Política
Lula defende que STF julgue casos de Moraes e Mendonça antes das eleições
Presidente afirmou que ministros devem ter o mesmo tratamento e disse que “não pode é julgar uma pessoa antes das eleições e o restante depois”

Foto: Ricardo Stuckert
O presidente Luiz Inácio Lula da Silva (PT) defendeu nesta quinta-feira (17) que o Supremo Tribunal Federal (STF) analise conjuntamente os casos envolvendo os ministros Alexandre de Moraes e André Mendonça, em meio aos desdobramentos das investigações relacionadas ao Banco Master.

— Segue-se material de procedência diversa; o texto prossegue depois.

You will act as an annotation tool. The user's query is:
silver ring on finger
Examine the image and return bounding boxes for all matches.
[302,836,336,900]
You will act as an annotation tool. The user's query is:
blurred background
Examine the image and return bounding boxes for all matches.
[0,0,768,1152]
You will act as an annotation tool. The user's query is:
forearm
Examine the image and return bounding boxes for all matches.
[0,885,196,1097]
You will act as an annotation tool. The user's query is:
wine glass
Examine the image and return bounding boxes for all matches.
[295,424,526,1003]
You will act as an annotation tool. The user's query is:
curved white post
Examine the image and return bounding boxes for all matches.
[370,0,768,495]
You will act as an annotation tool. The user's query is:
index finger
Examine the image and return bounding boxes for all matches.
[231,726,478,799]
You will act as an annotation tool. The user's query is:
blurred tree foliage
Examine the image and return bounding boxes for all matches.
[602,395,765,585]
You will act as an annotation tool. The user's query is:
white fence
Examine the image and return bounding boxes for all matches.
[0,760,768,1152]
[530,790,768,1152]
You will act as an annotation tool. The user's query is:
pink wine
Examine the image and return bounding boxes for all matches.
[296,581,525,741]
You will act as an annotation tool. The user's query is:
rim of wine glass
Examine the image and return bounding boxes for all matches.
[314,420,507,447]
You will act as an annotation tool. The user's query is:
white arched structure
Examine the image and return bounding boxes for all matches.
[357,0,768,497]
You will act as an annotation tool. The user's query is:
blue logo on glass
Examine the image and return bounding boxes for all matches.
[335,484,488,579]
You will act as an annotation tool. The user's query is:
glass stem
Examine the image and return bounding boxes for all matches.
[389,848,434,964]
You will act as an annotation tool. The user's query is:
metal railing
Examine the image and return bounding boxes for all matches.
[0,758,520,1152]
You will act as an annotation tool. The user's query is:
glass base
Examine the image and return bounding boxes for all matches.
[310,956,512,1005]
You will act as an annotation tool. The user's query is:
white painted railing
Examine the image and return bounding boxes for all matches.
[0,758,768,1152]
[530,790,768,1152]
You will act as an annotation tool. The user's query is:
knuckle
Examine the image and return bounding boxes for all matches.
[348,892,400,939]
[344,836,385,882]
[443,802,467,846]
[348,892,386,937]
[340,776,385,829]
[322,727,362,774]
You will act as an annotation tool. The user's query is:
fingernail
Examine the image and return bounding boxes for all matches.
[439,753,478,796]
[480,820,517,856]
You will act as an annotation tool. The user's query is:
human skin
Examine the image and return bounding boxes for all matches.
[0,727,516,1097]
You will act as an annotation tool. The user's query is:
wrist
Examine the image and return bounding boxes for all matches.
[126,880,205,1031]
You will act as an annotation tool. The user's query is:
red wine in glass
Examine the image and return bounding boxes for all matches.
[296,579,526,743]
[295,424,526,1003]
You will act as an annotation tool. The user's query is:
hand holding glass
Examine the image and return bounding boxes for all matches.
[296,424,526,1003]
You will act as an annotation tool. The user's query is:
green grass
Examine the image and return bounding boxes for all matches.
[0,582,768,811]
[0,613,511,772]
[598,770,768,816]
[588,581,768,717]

Em entrevista à rádio Itatiaia, Lula afirmou que eventuais apurações sobre integrantes da Corte deveriam seguir o mesmo calendário e ser concluídas antes das eleições.

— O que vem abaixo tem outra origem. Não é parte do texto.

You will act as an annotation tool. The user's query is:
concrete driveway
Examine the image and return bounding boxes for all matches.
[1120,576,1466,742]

"Se quiser fazer justiça na votação, tem que colocar todo mundo no mesmo dia. Vamos saber se telefonema é verdade, se [Luiz] Fux está envolvido, se [André] Mendonça está envolvido, se o presidente do TSE [Tribunal Superior Eleitoral] está envolvido. O que não pode é julgar uma pessoa antes das eleições e o restante depois. Todo mundo agora já tem material, é só tornar público", declarou.
O presidente também afirmou que os fatos relacionados ao Banco Master ainda precisam ser esclarecidos e defendeu que eventuais responsáveis sejam identificados e responsabilizados.
"O caso Master não foi desvendado", disse o presidente.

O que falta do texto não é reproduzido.